I told him that I was raised by whites and Oluchi people, and therefore didn’t know much about the Ajowan clan. But I did remember Nana Oluchi taking me for long walks on the beach. She’d kneel beside me and say, “The Ajowans believe that the ocean is a black woman— the Goddess Ajowa. The Ajowans believe that they came from the sea, and that in ancient times their tribe could live underwater for days at a time. You, Eternity, are an Ajowan.”
I sure believe it now as I take to the water, my body entering the rolling see-through lavender of both sky and moon, the heat of the night caressing my flesh no matter how deep I go. Then I hear King Sea Horse Twee calling to me from the dunes—“Eyyy, mermaid, wait!”—and look back to see his tall, naked chocolate body diving in.
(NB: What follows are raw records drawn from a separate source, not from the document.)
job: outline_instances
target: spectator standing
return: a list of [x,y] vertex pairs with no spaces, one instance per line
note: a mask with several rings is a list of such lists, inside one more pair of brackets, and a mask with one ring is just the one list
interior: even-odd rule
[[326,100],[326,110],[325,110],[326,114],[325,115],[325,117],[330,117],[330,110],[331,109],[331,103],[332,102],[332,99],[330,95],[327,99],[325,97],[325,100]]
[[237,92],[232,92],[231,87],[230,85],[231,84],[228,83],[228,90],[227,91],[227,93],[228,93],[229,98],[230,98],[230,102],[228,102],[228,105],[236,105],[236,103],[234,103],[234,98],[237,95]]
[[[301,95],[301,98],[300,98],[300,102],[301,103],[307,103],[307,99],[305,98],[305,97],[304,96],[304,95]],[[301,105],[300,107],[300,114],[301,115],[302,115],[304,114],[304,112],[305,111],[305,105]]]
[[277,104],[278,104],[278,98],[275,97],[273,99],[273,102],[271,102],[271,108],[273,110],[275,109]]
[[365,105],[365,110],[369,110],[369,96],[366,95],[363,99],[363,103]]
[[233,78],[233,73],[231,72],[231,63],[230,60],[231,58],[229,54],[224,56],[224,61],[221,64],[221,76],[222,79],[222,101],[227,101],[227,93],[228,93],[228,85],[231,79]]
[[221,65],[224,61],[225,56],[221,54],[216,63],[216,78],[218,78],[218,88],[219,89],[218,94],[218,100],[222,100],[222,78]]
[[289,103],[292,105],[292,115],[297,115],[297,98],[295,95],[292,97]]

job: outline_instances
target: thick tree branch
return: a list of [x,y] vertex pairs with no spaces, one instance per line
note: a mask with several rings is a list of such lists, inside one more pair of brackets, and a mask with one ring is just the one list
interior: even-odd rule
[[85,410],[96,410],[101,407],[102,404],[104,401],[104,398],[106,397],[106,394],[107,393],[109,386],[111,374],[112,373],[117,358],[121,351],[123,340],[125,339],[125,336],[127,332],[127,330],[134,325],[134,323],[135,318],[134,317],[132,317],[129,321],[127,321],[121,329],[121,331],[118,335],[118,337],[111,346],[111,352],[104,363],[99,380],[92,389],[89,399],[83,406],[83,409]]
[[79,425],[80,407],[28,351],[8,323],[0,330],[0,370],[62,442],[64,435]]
I hear his voice again from the other night: Do you still pray to the ocean? The decimal of chambers had formed the cadence in his coca-boy accent as though he’d been praying when he asked it. Oddly enough, I crave prayer, ritual, and religion—the naked ocean sex like moments in a baptized fever; the illicit ecstasy and sinfulness of cheating, kissing, caressing, licking, and fucking—saltier than the waves in a wet dream. I want it so bad—to experience a black man’s penis up inside me, deeper than my cervix. Yet the butterflies in my stomach threaten to weigh me down to the moon spots on the sea floor, and as I contain all that rage and soul, cooking like molasses in the folds of my pussy’s sweetest ever cat-wishing, I plunge beneath the warm depths, my imagination descending as well into a kind of chant-prayer. My body is swimming as far out as it can—to escape him and get beyond the coral reef garden, beyond the clear waters— to the dark, murky deep ocean where sharks are known to patrol at night searching for baby tuna or dolphins to bite, rape, and drown.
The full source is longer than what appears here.